I love the surf on the west end though. Have caught more whiting than we can count, good sharks, etc. and had a blast. The beach is crowded in areas but most everyone has a great attitude towards surf fishermen there.


----------



## FATBOYSLIMM (Mar 19, 2011)

Dauphin island can be tricky.....east end jetties are great place but you have 3 factors wind, boat traffic, water clarity...I have caught some specks out there up to 7.5 LBS on lys alot of redfish. The small pier gives up alot of flounder! Golf course iss hit or miss...Cedar point pier there is fish to be had but if you stay to far from your stuff it will be gone!


----------



## Scottie531 (Aug 7, 2011)

yeah, I can imagine being out there on a point at the east jetties can get tricky with the wind, boat traffic, etc. 

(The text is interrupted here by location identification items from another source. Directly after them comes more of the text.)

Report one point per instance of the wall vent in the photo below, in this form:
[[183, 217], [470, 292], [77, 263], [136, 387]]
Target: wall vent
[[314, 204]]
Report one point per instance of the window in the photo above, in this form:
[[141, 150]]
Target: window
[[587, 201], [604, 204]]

Thinking about trying out the jetties saturday night. Gonna stop by jemison's to get some live shrimp and bull minnows, try for some flounder, specs and reds. Bob some bull minnows along the bottom, maybe tie up an egg weight and bottom fish for some reds with shrimp or even throw a cork out there with a live shrimp.

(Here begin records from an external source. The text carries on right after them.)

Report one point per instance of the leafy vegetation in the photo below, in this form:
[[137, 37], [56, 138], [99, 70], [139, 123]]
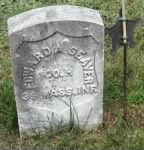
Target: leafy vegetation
[[115, 133]]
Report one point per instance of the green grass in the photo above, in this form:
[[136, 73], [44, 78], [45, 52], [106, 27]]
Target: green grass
[[113, 135]]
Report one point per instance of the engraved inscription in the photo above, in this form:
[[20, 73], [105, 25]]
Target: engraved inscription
[[50, 71]]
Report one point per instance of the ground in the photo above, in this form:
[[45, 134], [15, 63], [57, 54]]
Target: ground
[[115, 132]]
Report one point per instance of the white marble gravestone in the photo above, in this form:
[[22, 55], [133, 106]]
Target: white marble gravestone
[[58, 59]]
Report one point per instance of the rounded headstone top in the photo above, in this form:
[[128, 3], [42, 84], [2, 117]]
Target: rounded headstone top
[[51, 14]]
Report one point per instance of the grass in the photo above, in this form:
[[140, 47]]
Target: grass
[[114, 134]]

I hear ya about Cedar point haha. It wasn't my first place of choice


----------



## FATBOYSLIMM (Mar 19, 2011)

To honest the jetties are hazard during the day, but are worse at night because of footing issues. Dragging on the bottom near the jetties = alot of reties. Go down there and scout the area before you commit to there, buy you a cast next also, save a fortune in bait :whistling:cost.


----------



## osborne311 (Aug 1, 2011)

The fresh shrimp at skinners work great as bait also. Get em fresh and already peeled. Cut em up and put some salt on them to toughen em up a bit and they stay on the hook better. Work great in the surf with a carolina type rig for whiting, pomps and pretty much anything else. Use a light rod and reel and it can be a lot of fun.

If you go to the jetties or down by the fort at night watch for rats. They grow em big in those rocks.

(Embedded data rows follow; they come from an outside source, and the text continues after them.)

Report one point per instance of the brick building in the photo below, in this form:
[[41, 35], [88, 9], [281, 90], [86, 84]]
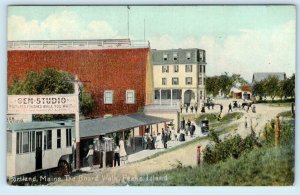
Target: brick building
[[119, 71], [179, 76]]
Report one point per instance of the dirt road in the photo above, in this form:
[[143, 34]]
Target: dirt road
[[185, 155]]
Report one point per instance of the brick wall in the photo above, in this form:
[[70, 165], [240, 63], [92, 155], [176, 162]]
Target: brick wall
[[109, 69]]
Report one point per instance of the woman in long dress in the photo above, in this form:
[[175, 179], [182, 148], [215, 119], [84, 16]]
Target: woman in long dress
[[158, 141], [122, 148]]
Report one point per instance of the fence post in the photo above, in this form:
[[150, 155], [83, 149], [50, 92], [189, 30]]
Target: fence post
[[277, 131], [198, 154]]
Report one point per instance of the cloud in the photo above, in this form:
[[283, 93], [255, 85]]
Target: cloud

Bay can be good for flounder if you can find the right spots. Or catch small mullet, etc. for bait there also.


----------



## Scottie531 (Aug 7, 2011)

Thanks for advice guys, greatly appreciate it


----------



## osborne311 (Aug 1, 2011)

np - hope you have a great time. We love that little island.


----------



## Scottie531 (Aug 7, 2011)

Went tonight, didn't turn out too bad. Landed one flounder, right at about 13". My first flounder so I was excited. We fished the south side beach by the fort for about an hour, hour and half and all we had to show for it was that one flounder. 

Ended up moving in between the two southernmost jetties probably around 7:45 or 8. Scored two small specks, both right at 16". Had a couple other bigger fish get off, we think they were probably specks as well. Used bull minnows and live shrimp on the bottom for the flounder and specks respectively. 

All in all, not too bad of a night. Actually went home with four fish as another kind man gave us a 17" flounder he caught. Gonna have to try it again sometime. 

Oh, and the same man recommended we try fishing the airport for specks and reds. Anyone done this? We drove by on the way home, but it was dark and we didn't see a whole lot of beach to surf fish.


----------